Have you seen the Tin Can API? Interesting emerging standard in that direction.
John Whitmer says
Here’s a link to my dissertation study referenced above: http://johnwhitmer.net/dissertation-study/
And the Tin Can API: http://tincanapi.com/
Zack Dergen says
The problem with those assumptions, Michael, is that this post is being shared far as wide (as you might know if you get link notifications, though perhaps all the Facebook shares are hidden to you). Many of the people sharing it are anti-MOOC advocates (e.g., Siva Vaidhyanathan) promoting your post as anti-MOOC . This is not itself your fault, of course, but we surely bear some responsibility for contextualizing our work when it is presented in a medium (blogging) so commonly understood as consisting of a series of more or less standalone elements.
Michael Feldstein says
John, that’s an interesting result, but what it tells us is mainly that there is a correlation between students who tend to be active in class and students that tend to pass the class. This is valuable information if you’re trying to build an early warning system but not much use if you’re trying to develop a “new pedagogy,” where you find teaching methods that lead to higher comprehension, retention (as in memory, not as in staying in school), near and far transfer, etc.

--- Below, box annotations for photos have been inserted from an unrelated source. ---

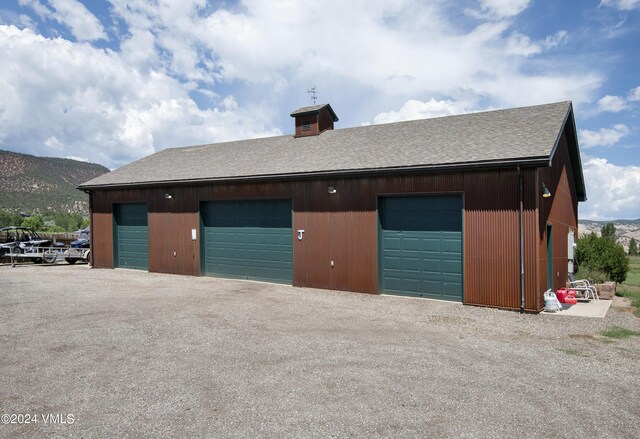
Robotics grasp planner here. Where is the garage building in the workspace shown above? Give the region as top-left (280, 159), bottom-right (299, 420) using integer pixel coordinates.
top-left (80, 102), bottom-right (586, 312)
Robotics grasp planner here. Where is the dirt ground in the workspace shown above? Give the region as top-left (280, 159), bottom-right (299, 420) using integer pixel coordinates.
top-left (0, 264), bottom-right (640, 438)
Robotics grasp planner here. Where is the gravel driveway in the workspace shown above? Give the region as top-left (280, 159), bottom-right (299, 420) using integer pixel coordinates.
top-left (0, 265), bottom-right (640, 438)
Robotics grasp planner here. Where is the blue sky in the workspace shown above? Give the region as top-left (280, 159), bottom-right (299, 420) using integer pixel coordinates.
top-left (0, 0), bottom-right (640, 220)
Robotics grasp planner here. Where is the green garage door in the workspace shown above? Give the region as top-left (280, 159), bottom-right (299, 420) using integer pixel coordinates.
top-left (200, 200), bottom-right (293, 284)
top-left (379, 195), bottom-right (463, 301)
top-left (113, 204), bottom-right (149, 270)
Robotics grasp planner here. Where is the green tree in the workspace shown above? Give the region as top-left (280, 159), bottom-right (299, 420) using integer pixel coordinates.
top-left (0, 209), bottom-right (22, 227)
top-left (600, 223), bottom-right (617, 242)
top-left (575, 232), bottom-right (629, 282)
top-left (22, 215), bottom-right (44, 231)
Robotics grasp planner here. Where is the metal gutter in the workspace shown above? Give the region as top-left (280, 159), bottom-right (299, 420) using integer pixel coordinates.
top-left (77, 156), bottom-right (549, 191)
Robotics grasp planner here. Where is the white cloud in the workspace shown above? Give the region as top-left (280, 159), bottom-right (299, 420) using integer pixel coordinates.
top-left (598, 95), bottom-right (627, 113)
top-left (544, 30), bottom-right (568, 50)
top-left (600, 0), bottom-right (640, 11)
top-left (480, 0), bottom-right (531, 18)
top-left (598, 86), bottom-right (640, 113)
top-left (580, 155), bottom-right (640, 220)
top-left (578, 124), bottom-right (629, 149)
top-left (18, 0), bottom-right (53, 20)
top-left (507, 32), bottom-right (542, 56)
top-left (18, 0), bottom-right (107, 41)
top-left (374, 98), bottom-right (471, 124)
top-left (0, 25), bottom-right (280, 168)
top-left (49, 0), bottom-right (107, 41)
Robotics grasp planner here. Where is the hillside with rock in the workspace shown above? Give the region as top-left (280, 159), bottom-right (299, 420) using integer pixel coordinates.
top-left (578, 219), bottom-right (640, 251)
top-left (0, 150), bottom-right (109, 215)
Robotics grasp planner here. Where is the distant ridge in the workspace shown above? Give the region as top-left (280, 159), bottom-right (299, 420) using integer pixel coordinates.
top-left (0, 150), bottom-right (109, 215)
top-left (578, 219), bottom-right (640, 250)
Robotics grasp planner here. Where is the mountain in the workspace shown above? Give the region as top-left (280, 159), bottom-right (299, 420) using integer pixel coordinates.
top-left (578, 219), bottom-right (640, 250)
top-left (0, 150), bottom-right (109, 215)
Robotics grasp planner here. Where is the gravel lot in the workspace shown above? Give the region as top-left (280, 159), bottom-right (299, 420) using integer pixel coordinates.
top-left (0, 265), bottom-right (640, 438)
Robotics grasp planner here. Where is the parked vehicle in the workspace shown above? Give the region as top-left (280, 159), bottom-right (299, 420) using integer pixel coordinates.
top-left (0, 226), bottom-right (51, 262)
top-left (64, 229), bottom-right (91, 264)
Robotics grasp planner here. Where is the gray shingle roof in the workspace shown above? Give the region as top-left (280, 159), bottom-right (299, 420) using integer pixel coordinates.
top-left (80, 102), bottom-right (582, 189)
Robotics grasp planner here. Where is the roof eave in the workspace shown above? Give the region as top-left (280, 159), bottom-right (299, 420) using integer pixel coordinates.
top-left (77, 156), bottom-right (549, 192)
top-left (549, 102), bottom-right (587, 202)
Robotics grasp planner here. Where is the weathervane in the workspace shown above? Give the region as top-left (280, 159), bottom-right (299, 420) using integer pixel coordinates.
top-left (307, 85), bottom-right (318, 105)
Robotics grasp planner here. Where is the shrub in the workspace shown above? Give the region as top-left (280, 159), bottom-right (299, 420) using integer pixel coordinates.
top-left (576, 267), bottom-right (609, 284)
top-left (575, 233), bottom-right (629, 282)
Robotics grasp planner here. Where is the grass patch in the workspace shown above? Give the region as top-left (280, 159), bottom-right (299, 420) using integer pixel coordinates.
top-left (601, 326), bottom-right (640, 340)
top-left (616, 256), bottom-right (640, 317)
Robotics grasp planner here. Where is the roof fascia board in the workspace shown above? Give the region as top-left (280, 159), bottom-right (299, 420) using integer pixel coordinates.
top-left (78, 156), bottom-right (549, 191)
top-left (549, 102), bottom-right (587, 201)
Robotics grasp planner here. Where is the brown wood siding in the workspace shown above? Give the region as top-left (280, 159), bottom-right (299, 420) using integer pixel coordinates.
top-left (295, 113), bottom-right (320, 137)
top-left (537, 134), bottom-right (578, 310)
top-left (318, 108), bottom-right (333, 132)
top-left (93, 160), bottom-right (568, 310)
top-left (464, 169), bottom-right (537, 309)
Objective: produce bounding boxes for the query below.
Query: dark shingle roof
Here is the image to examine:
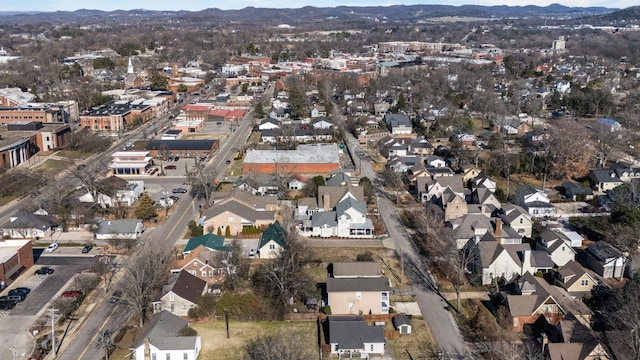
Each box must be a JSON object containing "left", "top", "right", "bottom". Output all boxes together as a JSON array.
[
  {"left": 326, "top": 316, "right": 384, "bottom": 350},
  {"left": 258, "top": 222, "right": 285, "bottom": 249},
  {"left": 327, "top": 277, "right": 391, "bottom": 292},
  {"left": 133, "top": 310, "right": 197, "bottom": 350}
]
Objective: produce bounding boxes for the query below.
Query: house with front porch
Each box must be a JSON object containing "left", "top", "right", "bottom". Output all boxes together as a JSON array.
[
  {"left": 507, "top": 272, "right": 566, "bottom": 332},
  {"left": 325, "top": 262, "right": 391, "bottom": 315},
  {"left": 320, "top": 315, "right": 385, "bottom": 359}
]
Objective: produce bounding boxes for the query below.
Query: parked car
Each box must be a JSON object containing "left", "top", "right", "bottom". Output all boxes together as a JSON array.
[
  {"left": 36, "top": 266, "right": 53, "bottom": 275},
  {"left": 62, "top": 290, "right": 82, "bottom": 297},
  {"left": 47, "top": 243, "right": 58, "bottom": 252},
  {"left": 111, "top": 290, "right": 122, "bottom": 304},
  {"left": 0, "top": 300, "right": 16, "bottom": 310},
  {"left": 0, "top": 294, "right": 27, "bottom": 302},
  {"left": 9, "top": 289, "right": 27, "bottom": 300}
]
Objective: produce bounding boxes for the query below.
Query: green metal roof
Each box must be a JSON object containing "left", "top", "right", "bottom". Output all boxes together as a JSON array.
[{"left": 182, "top": 234, "right": 231, "bottom": 253}]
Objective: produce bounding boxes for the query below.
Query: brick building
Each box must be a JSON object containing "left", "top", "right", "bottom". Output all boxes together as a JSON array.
[
  {"left": 80, "top": 101, "right": 153, "bottom": 131},
  {"left": 242, "top": 143, "right": 342, "bottom": 174},
  {"left": 145, "top": 140, "right": 219, "bottom": 159},
  {"left": 0, "top": 239, "right": 34, "bottom": 285}
]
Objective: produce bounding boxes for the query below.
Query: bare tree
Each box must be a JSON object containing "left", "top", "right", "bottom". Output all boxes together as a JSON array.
[
  {"left": 121, "top": 241, "right": 171, "bottom": 328},
  {"left": 254, "top": 208, "right": 310, "bottom": 315},
  {"left": 189, "top": 164, "right": 217, "bottom": 208},
  {"left": 96, "top": 329, "right": 116, "bottom": 360}
]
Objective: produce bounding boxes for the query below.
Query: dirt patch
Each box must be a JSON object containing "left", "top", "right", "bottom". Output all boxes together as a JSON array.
[{"left": 191, "top": 320, "right": 317, "bottom": 360}]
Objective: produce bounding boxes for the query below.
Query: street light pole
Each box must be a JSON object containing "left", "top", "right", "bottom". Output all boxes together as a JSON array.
[{"left": 49, "top": 308, "right": 58, "bottom": 359}]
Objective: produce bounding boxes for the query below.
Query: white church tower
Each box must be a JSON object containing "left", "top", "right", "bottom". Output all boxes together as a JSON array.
[{"left": 127, "top": 56, "right": 133, "bottom": 74}]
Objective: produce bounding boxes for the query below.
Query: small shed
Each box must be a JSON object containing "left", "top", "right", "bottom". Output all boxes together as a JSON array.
[{"left": 391, "top": 314, "right": 411, "bottom": 335}]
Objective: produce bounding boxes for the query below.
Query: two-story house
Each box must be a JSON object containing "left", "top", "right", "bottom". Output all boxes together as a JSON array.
[{"left": 325, "top": 262, "right": 391, "bottom": 315}]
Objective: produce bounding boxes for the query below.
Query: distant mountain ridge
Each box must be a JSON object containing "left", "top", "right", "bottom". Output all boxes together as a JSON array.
[{"left": 0, "top": 4, "right": 619, "bottom": 24}]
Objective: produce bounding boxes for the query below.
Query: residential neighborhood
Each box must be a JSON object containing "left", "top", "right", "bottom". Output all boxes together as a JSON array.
[{"left": 0, "top": 1, "right": 640, "bottom": 360}]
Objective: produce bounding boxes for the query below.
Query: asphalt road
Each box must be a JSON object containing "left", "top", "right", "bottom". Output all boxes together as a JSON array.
[{"left": 347, "top": 134, "right": 466, "bottom": 358}]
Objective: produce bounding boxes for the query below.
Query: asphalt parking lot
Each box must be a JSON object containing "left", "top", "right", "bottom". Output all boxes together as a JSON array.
[{"left": 9, "top": 256, "right": 98, "bottom": 315}]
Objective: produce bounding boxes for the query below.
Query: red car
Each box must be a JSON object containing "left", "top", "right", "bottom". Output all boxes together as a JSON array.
[{"left": 62, "top": 290, "right": 82, "bottom": 297}]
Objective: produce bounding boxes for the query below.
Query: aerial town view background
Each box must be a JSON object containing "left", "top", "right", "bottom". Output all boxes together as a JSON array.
[{"left": 0, "top": 1, "right": 640, "bottom": 360}]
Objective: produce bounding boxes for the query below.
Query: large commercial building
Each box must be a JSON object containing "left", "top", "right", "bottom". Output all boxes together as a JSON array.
[{"left": 242, "top": 143, "right": 341, "bottom": 174}]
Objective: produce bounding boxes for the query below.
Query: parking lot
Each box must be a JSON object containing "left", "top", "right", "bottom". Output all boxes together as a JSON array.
[{"left": 9, "top": 256, "right": 97, "bottom": 315}]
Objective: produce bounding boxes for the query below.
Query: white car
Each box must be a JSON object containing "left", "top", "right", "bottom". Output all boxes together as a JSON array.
[{"left": 47, "top": 243, "right": 58, "bottom": 252}]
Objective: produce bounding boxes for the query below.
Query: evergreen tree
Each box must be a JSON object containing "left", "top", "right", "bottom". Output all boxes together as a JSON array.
[{"left": 135, "top": 192, "right": 158, "bottom": 221}]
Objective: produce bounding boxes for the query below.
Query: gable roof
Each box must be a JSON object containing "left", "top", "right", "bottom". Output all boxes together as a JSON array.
[
  {"left": 258, "top": 221, "right": 285, "bottom": 249},
  {"left": 311, "top": 211, "right": 338, "bottom": 227},
  {"left": 318, "top": 186, "right": 364, "bottom": 209},
  {"left": 204, "top": 200, "right": 276, "bottom": 222},
  {"left": 507, "top": 271, "right": 564, "bottom": 316},
  {"left": 132, "top": 310, "right": 198, "bottom": 350},
  {"left": 326, "top": 315, "right": 384, "bottom": 350},
  {"left": 336, "top": 196, "right": 367, "bottom": 217},
  {"left": 327, "top": 277, "right": 391, "bottom": 292},
  {"left": 170, "top": 270, "right": 207, "bottom": 304},
  {"left": 96, "top": 219, "right": 142, "bottom": 234},
  {"left": 182, "top": 233, "right": 231, "bottom": 254}
]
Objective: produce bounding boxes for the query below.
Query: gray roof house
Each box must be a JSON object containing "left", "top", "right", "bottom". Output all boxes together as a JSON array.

Zack, I’m sorry, but I don’t feel terribly responsible for the fact that somebody on the internet may be misinterpreting something that I wrote. Having reread my post several times now, I do not think that I was careless in my use of language or humor. I am skeptical of the usefulness of big data in MOOCs as they are currently designed. If somebody wants to use my position as an argument against all things MOOCish, there’s nothing I can do about that. I’m trying to move a conversation forward. I’m not going to give up on long discussions that engage people who have already thought about this stuff just because somebody out there isn’t going to bother looking at larger the context.
Donna Valente says
Before I saw all these posts, I personally Cracked up at ” hadoop thingamabob back end that’s tied to a flux capacitor, an oscillating overthruster, and a machine that goes “ping!” I got the humor as well as the context of how videos are the new hotness! great article!